A l'origine, les Chinois avaient toutes les raisons de collaborer avec les Russes, qui, dans les années 1990, se mettent à brader la boutique. Mais Moscou se méfie vite de la menace stratégique chinoise et prend ombrage du piratage par la Chine de ses modèles d'avion Sukhoï 27 et 33. Ceux-ci ont inspiré le chasseur Shenyang J-15 chinois, capable de décoller sur le Varyag. C'est l'Ukraine qui fournira à la Chine l'aide la plus précieuse - tout en fermant les yeux lorsque certains ouvriers des anciens ateliers de l'URSS partent lui prêter main forte. L'Ukraine a aussi accueilli des apprentis pilotes chinois sur le Nitka, en Crimée, le seul centre d'entraînement aux manoeuvres sur porte-avions soviétiques.

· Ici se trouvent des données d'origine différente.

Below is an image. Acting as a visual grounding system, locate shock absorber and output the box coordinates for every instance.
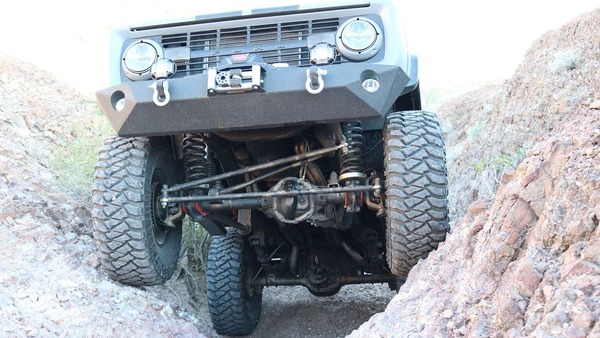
[340,121,366,183]
[182,134,215,182]
[182,134,215,222]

Kiev, pourtant, semble lui aussi vouloir y regarder de plus près. En février, l'Ukraine a condamné à six ans de prison ferme un citoyen russe, Alexandre Ermakov. Selon le SBU, les services ukrainiens qui éventeront l'affaire dans la presse locale, celui-ci arrangeait la venue en Chine d'experts d'anciennes républiques soviétiques, empochant en contrepartie jusqu'à 1 500 dollars par invité. Alexandre Ermakov et son fils devaient aussi être payés, par les services chinois, 1 million de dollars en échange d'informations et de plans du -Nitka - un préjudice estimé à plusieurs centaines de millions de dollars, selon les sources citées par le quotidien ukrainien Segodnya. Le centre d'entraînement que les Chinois construisent à Xingcheng, dans la zone militaire d'Huludao (province du Liaoning), comporterait, selon l'Ukraine, de nombreuses similarités avec le Nitka. Un tremplin y est d'ailleurs visible par satellite.

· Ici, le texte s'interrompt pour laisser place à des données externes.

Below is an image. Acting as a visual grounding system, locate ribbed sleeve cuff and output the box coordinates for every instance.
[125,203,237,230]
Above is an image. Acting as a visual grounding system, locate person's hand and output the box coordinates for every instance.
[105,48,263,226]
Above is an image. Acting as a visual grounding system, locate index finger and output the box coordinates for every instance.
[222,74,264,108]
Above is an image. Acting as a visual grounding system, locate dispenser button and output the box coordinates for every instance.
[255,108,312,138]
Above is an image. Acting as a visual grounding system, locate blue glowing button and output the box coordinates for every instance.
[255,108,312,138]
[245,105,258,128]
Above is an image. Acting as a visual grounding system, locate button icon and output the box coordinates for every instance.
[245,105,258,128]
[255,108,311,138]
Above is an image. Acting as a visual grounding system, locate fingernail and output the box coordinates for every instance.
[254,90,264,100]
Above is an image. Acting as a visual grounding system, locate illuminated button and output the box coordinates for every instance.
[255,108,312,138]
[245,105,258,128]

Un effet avant tout psychologique

Le lancement d'un porte-avions est une étape essentielle dans la stratégie de la Chine pour se doter d'une marine de portée globale. Celle-ci a essentiellement pris forme après l'ouverture de la Chine à l'économie de marché il y a trente ans, sous l'égide de l'amiral Liu Huaqing - mort en janvier -, qui a commandé la marine chinoise de 1982 à 1988. En 1996, la crise des missiles, avec Taïwan, qui force le président américain Bill Clinton à envoyer vers le détroit de Formose deux porte-avions de l'US Navy, achève de convaincre les Chinois de l'efficacité de cet outil de dissuasion - l'achat du Varyag a lieu deux ans plus tard.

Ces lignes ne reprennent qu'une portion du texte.